Responding to the report, Pope Benedict’s legal team said, “As an archbishop, Cardinal Ratzinger was not involved in any cover-up of acts abuse.”

The retired pope’s legal team asserted that the report’s authors provided no evidence that then-Cardinal Ratzinger was aware of the criminal history of the priests in question.

In his personal response, Benedict noted his meeting with abuse victims while serving as pope.

Pope Benedict said, “I have seen first hand the effects of a most grievous fault, and I have come to understand that we ourselves are drawn into this grievous fault whenever we neglect it or fail to confront it with the necessary decisiveness and responsibility, as too often happened and continues to happen.”

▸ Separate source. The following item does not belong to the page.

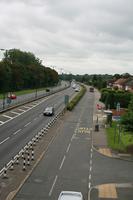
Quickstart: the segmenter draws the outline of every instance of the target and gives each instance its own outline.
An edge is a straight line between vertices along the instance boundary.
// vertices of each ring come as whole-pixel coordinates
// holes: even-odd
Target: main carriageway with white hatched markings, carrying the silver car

He continued, “As in those meetings, once again I can only express to all the victims of sexual abuse my profound shame, my deep sorrow, and my heartfelt request for forgiveness.”

Reflecting on his legacy, he said, “Quite soon, I shall find myself before the final judge of my life. Even though, as I look back on my long life, I can have great reason for fear and trembling, I am nonetheless of good cheer, for I trust firmly that the Lord is not only the just judge, but also the friend and brother who himself has already suffered for my shortcomings.”

As head of the Vatican, Pope Benedict was the first pope to meet with victims of abuse, instituted policies to punish priests who raped children, and defrocked nearly 400 priests for abuse.